Podemos hablar de Bad Bunny o Rosalía, de Harry Potter o El código Da Vinci, de sagas como El señor de los anillos o Star Wars, de películas como Roma, de Cuarón, o Don’t Look Up, de Adam McKay. Si es por prender la mecha podemos, incluso, ponernos a hablar de géneros: literatura epistolar, tecnocumbia, surrealismo. O de la tortilla española: con o sin cebolla.
Y si eso funciona hacia afuera, lo mismo ha de ocurrir hacia adentro: aquello que te ha tomado horas o años crear, algo que partió de tu cerebro y salió de tus ideas y tus manos, ya sea una escultura, el diseño de un logo, un disco, un montaje teatral, una novela, una exposición o una película, puede no gustarle a todo el mundo. Es lógico. Si una crítica negativa te duele hasta sacarte de tu centro, si te afecta más de la cuenta y te quita el sueño, el problema no es del criterio ajeno, ni siquiera del tuyo, el problema no es de la obra, el problema es de tu ego.

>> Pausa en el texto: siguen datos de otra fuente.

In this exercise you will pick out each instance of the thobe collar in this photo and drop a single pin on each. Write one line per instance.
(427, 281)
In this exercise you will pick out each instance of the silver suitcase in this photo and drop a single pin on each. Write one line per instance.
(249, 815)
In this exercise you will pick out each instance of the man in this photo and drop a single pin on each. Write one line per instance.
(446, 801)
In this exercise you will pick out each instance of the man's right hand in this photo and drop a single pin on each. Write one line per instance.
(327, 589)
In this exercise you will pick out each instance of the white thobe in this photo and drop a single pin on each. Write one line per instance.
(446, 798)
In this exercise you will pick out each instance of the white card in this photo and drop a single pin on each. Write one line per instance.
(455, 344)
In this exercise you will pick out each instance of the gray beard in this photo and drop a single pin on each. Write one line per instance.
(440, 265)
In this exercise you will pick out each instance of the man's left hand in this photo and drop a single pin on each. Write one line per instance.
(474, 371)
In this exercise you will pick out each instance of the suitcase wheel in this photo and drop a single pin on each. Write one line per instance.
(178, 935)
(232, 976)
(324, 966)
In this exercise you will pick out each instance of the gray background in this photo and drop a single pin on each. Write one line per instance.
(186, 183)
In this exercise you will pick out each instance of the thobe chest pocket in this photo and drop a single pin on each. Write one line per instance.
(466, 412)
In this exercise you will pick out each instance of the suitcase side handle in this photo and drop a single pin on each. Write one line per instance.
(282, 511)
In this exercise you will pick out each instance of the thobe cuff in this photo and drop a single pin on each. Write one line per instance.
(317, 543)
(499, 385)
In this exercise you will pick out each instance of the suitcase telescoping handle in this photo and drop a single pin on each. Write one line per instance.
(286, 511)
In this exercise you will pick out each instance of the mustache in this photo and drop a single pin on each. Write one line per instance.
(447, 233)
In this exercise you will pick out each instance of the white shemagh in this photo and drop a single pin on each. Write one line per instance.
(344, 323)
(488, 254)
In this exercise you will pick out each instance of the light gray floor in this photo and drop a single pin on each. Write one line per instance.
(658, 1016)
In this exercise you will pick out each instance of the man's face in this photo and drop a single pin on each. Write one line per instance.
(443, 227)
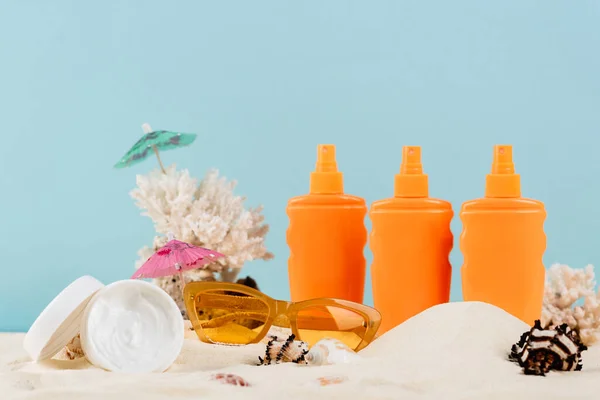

Es imposible coincidir siempre. Claro que esperamos generar una conexión especial con mucha gente cuando escribimos, cuando creamos, pero si a dos o a cuarenta o a ciento quince almas no les despierta placer, por las razones que sea, tampoco tiene que ser un drama o un conflicto. Voy más allá: lo que creamos puede no solo no interesarle a otras personas, sino aburrir a aquellas a las que consideramos más inteligentes y sensibles, y en algún momento puede no gustarle a las que más nos quieren. Hay que normalizar también ese hecho.
El tiempo modifica los placeres de nuestra alma. Muchas veces elevamos un disco, un libro, una película, incluso a un artista, al más alto de los pedestales estéticos, y con el paso de los años cambiamos de opinión. Se llama crecer. Aquello que en estos momentos nos parece maravilloso, tal vez pasado mañana nos parecerá pobre, ingenuo o vulgar. Y al revés.
Es probable que si volviera a ver hoy aquella película de finales de siglo, ya no me guste tanto y coincida un poco más con el criterio que tuvo mi excompañera universitaria en el salón de clases. «Hay que hacerle ver al alma cosas que no ha visto», dice Montesquieu, «una larga uniformidad vuelve todo insoportable». Su Ensayo sobre el gusto fue escrito alrededor de 1717 y publicado unas décadas más tarde.
Imaginemos lo que hubiera pensado hoy si supiera que un italiano inventaría la maravillosa pizza un siglo después, si supiera que al siguiente un alemán en Alemania o un canadiense de origen griego en Ontario se atrevería a ponerle piña y la llamarían hawaiana, y si supiera que a la mitad de la población, o casi, le puede gustar esa vaina.